On Friday, the School of Art’s Green Hall was abuzz with activity as painting and printmaking majors celebrated the debut of their thesis work.

The show, which featured the work of 11 of the 23 painting and printmaking majors in the school’s 2013 graduating class, is the first of a series of thesis shows to go on view this semester. Students had been making the work for the show — ranging from 10-foot paintings of Benjamin Franklin to miniature pamphlets that visitors could take home with them — since mid-December. While the style and subject of the works varied from artist to artist, many were playful and reflected the artists’ personal stories.

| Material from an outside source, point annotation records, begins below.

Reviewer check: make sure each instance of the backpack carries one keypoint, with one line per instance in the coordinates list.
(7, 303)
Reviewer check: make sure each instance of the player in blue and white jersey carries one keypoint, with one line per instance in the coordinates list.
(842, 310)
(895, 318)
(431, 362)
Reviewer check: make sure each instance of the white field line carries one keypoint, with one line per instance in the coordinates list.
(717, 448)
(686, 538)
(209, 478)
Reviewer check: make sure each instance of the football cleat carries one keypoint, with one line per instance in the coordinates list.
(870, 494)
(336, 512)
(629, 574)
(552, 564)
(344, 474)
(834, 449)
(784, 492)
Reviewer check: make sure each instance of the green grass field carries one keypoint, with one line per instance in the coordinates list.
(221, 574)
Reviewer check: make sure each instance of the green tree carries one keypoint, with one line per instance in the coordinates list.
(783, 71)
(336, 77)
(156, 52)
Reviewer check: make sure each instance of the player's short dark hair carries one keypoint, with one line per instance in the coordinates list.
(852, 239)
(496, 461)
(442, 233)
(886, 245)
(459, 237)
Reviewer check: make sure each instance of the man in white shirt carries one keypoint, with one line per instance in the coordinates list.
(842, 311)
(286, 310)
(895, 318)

“A lot of us have a constant dialogue with each other,” Kathyrn Gegenheimer ART ’13 said.

Sadie Wechsler ART ’13 said the exhibit seemed more playful than last year’s thesis show, noting the use of color and humor in several pieces. Meena Hasan ART ’13 said many members of her exhibit group created more image-based pieces than abstract or installation-based works — a trend she thinks is unique to her art school class. Hasan’s own work deals with skin and how people relate to surfaces. Her images project an endless state of potentiality — they all depict actions about to take place, from opening to separating to awakening.

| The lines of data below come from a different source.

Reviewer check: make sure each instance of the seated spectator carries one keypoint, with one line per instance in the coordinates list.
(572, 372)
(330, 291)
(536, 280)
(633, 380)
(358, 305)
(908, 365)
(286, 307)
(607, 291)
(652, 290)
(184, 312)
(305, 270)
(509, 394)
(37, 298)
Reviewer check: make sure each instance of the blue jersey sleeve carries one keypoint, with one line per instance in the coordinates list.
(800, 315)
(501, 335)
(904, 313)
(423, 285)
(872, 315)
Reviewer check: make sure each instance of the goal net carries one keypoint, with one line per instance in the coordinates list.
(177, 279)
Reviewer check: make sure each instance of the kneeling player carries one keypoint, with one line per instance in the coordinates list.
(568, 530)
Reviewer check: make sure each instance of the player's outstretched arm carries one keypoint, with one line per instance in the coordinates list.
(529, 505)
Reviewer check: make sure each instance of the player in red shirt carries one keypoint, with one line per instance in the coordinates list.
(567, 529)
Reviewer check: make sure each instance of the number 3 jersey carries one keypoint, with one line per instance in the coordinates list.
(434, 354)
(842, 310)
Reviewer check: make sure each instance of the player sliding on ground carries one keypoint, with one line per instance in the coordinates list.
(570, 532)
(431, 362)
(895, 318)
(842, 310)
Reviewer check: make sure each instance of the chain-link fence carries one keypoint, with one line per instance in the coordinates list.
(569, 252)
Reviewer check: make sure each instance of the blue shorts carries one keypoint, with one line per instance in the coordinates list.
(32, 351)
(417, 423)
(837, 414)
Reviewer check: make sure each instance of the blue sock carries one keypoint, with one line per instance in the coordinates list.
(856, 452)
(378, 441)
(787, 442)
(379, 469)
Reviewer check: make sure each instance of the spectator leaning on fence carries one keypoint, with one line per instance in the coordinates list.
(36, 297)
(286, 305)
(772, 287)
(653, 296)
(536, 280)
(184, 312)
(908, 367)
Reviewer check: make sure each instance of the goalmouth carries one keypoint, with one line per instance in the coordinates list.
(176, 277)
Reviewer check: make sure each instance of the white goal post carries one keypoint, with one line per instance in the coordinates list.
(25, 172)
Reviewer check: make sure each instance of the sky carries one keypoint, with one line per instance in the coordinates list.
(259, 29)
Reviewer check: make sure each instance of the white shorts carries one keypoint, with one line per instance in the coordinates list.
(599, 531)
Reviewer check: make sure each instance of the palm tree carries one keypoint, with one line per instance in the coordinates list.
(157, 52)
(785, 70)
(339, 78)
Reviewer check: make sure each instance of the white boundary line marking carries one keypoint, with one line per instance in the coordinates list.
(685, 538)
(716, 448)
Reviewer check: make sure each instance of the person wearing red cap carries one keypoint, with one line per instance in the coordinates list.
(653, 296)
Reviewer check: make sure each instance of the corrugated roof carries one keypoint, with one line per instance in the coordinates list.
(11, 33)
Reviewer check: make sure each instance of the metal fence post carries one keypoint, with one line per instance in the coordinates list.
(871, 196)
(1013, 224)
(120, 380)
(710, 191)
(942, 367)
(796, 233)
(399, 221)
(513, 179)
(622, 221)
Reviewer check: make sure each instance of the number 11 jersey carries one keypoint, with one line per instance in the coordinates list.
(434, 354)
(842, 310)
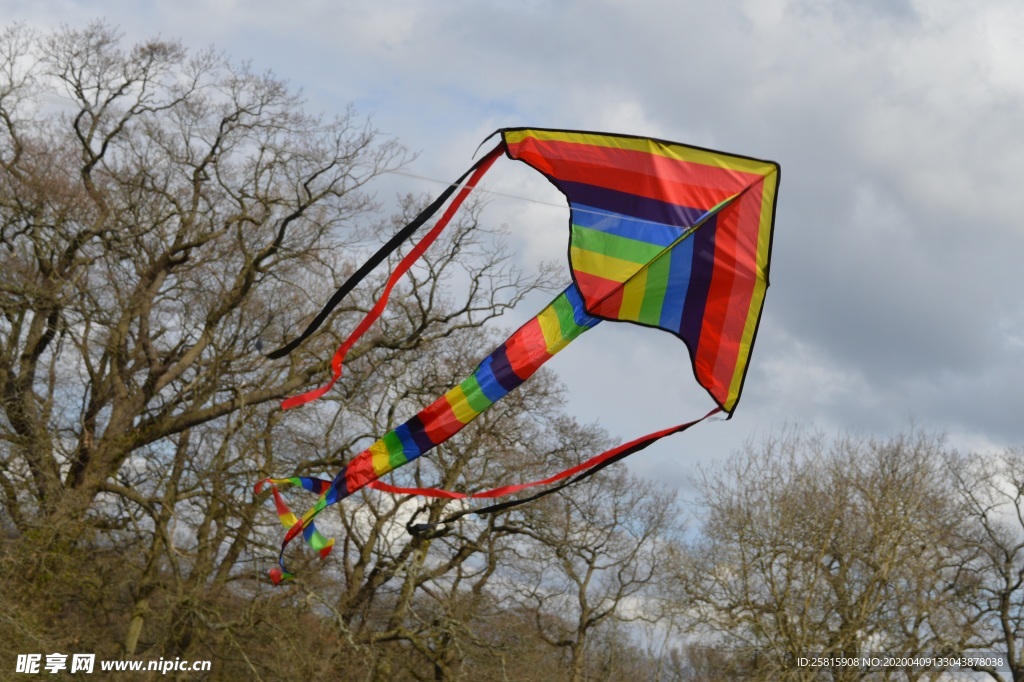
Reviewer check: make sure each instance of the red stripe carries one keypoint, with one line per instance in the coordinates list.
(425, 492)
(723, 323)
(359, 472)
(439, 421)
(402, 267)
(749, 219)
(526, 349)
(649, 175)
(561, 475)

She added that many pieces also deal with autobiographical narrative. Tammy Nguyen’s ART ’13 work addresses the problems many people have with relating to their ancestry. She said she thought about how people deal with stories passed down by family members through fantasy and imagination, and used those approaches in her work.

“Everyone in the school gets close to what’s internally urgent,” Nguyen said.

Thesis shows like these present the graduating class with their main chance to formally present the year’s work to the public, Mark Gibson ART ’13 explained. The shows also offer students the opportunity to see what their classmates have been working on and to exhibit with their entire class, he added.

Samuel Messer, associate dean of the School of Art, said thesis shows provide students with a chance to reflect. By scheduling the shows months before the end of the year, students get a chance to see the show “not as an ending but as a beginning,” he added.

“The whole point of being in school, with thesis shows or with anything else, is about clarifying your project, clarifying your work habit, clarifying what you’ve been doing,” Gibson said.

Part Two of the Thesis show, which features the work of the 12 other painting and printmaking majors, will run from Feb. 23 to 28.